Despite the wishes of the Kremlin and Minsk, the other leading economies and militaries of the CSTO oppose its transformation into a competitor to NATO.
President of Kazakhstan Kassym-Jomart Tokayev made several statements related to topical issues of security and functioning of the CSTO:
- Kazakhstan will not contribute to Russia’s circumvention of Western sanctions because it is aware of the possibility of secondary sanctions being imposed;
- Kazakhstan has no political obligations to Russia for the limited CSTO contingent deployed to Kazakhstan in January. It was a CSTO operation, not a Russian one;
- Kazakhstan does not plan to recognise the independence of South Ossetia, Abkhazia, and the quasi-autonomous territories of Donetsk and Lugansk, because this will lead to chaos in the international situation;
- anti-Kazakh declarations of various Russian figures are unacceptable.

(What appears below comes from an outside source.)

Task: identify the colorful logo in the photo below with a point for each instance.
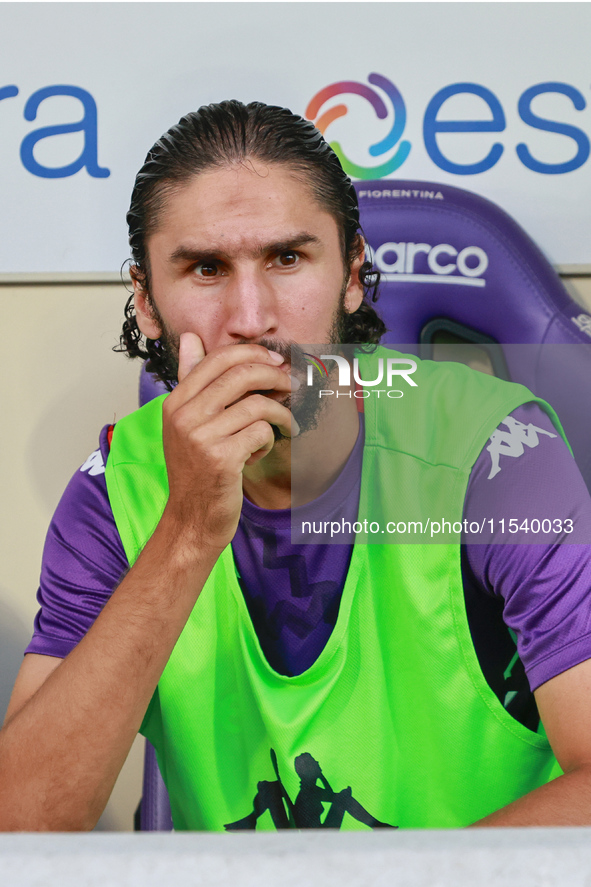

Lukashenka’s repeated calls for a unified confrontation between CSTO allies and the West have therefore been rejected by the second most important country in the organisation. Attempts to form an anti-Western bloc based on the CSTO can be considered closed.
The divergent interests and the lack of shared values among the participating countries dictate that the CSTO will continue to function like most other post-Soviet structures; a combination of practical cooperation on topical issues, bilateral relations of member states with Russia and sinecures for national bureaucracies. Such a format is generally acceptable to the majority so long as the inherent contradictions do not evolve to require concrete action.